He was obliged to take a large and showy establishment in Broadway. Here prosperity insisted on following him. Wealth began to flow steadily in. He found himself on the plain, high road to fortune; and by whom but Pompilard had he been led there? The consequence was perpetual gratitude on the tailor's part, evinced in daily sending home, with his own marketing, enough for the other half of the house; evinced also in the determination to stick to Harlem till his benefactor would consent to leave.

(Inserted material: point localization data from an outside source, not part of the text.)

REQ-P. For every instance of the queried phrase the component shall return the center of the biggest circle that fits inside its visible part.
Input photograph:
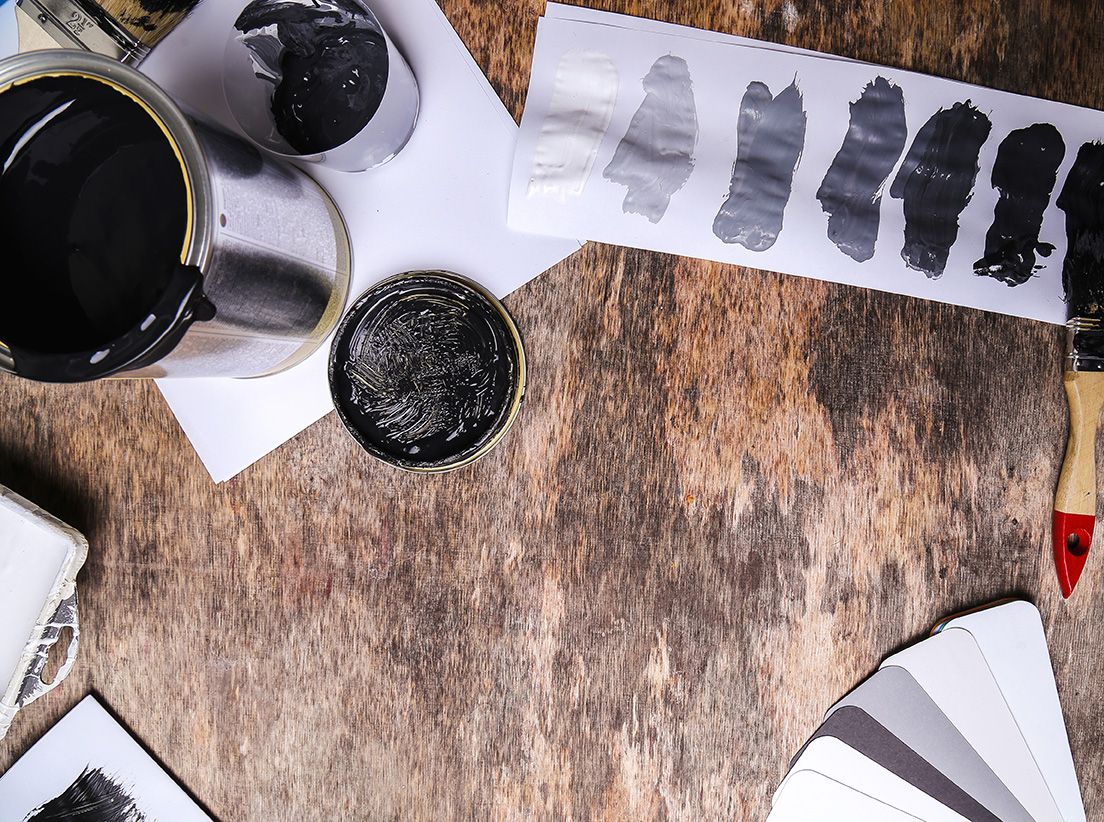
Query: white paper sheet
(951, 668)
(809, 796)
(1012, 641)
(721, 71)
(88, 737)
(442, 203)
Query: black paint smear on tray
(1082, 199)
(851, 191)
(770, 139)
(1025, 173)
(328, 61)
(935, 182)
(94, 797)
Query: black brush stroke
(935, 182)
(1025, 173)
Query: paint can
(319, 81)
(427, 372)
(141, 242)
(40, 557)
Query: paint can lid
(427, 371)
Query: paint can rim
(350, 321)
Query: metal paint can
(264, 262)
(427, 372)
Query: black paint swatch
(770, 139)
(328, 61)
(1025, 173)
(851, 191)
(1082, 199)
(935, 182)
(94, 797)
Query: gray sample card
(893, 698)
(857, 729)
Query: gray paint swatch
(851, 191)
(935, 182)
(770, 139)
(655, 158)
(1025, 173)
(894, 700)
(857, 729)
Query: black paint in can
(427, 371)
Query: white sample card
(1011, 639)
(831, 758)
(810, 797)
(441, 204)
(764, 158)
(88, 767)
(952, 670)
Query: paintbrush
(1083, 278)
(124, 30)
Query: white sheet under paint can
(40, 557)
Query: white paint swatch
(1012, 641)
(583, 98)
(949, 666)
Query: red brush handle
(1075, 500)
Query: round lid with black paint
(427, 371)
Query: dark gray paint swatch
(1025, 173)
(894, 700)
(655, 158)
(770, 139)
(935, 182)
(1082, 199)
(857, 729)
(851, 191)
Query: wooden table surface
(731, 493)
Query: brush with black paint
(1082, 199)
(124, 30)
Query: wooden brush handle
(1075, 499)
(1076, 487)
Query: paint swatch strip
(583, 100)
(772, 159)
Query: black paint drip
(1082, 199)
(770, 139)
(851, 191)
(328, 62)
(424, 371)
(935, 182)
(1025, 173)
(93, 214)
(94, 797)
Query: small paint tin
(40, 557)
(427, 371)
(319, 81)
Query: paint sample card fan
(87, 767)
(692, 142)
(965, 725)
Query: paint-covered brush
(1082, 199)
(124, 30)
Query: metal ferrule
(1084, 344)
(76, 24)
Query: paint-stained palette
(671, 139)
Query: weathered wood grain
(730, 494)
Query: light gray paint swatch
(655, 158)
(893, 698)
(856, 728)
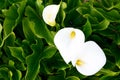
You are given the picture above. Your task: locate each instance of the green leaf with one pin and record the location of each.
(27, 30)
(71, 5)
(59, 76)
(87, 28)
(13, 16)
(5, 73)
(38, 26)
(2, 4)
(18, 53)
(72, 78)
(33, 61)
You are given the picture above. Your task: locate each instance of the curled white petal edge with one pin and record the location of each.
(64, 43)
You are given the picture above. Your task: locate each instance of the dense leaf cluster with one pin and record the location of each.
(27, 51)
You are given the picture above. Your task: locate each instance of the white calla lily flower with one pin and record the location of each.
(49, 14)
(66, 40)
(90, 59)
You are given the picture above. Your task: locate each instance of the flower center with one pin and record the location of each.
(72, 34)
(79, 62)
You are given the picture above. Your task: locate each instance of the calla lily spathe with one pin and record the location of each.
(49, 14)
(87, 57)
(66, 39)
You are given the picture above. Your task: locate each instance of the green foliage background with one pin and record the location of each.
(27, 51)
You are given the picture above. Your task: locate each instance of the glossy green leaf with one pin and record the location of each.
(27, 29)
(33, 61)
(112, 15)
(18, 53)
(5, 73)
(87, 28)
(58, 76)
(13, 16)
(72, 78)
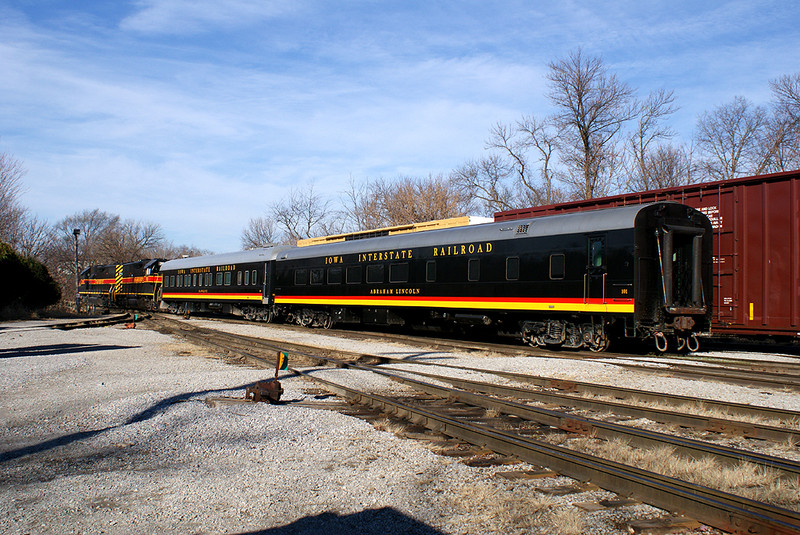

While the Pompilards were discussing the matter of the wedding, Melissa and Purling entered from a walk. Melissa carried her years very well; though hope deferred had written anxiety on her amiable features. Purling was a slim, gentlemanly person, always affecting good spirits, though certain little silvery streaks in the side-locks over his ears showed that time and care were beginning their inevitable work. In aspiring to authorship he had not thought it essential that he should consume gin like Byron, or whiskey like Charles Lamb, or opium like De Quincey. But if there be an avenging deity presiding over the wrongs of undone publishers, Purling must be doomed to some unquiet nights. There was something sublime in the pertinacity with which he kept on writing after the public had snubbed him so repeatedly by utter neglect ;

CHAPTER XVII.

SHALL THERE BE A WEDDING ?

“Ah ! spare your idol ; think him human still ;

Charms he may have, but he has frailties too !
Dote not too much, nor spoil what ye admire.”

Young.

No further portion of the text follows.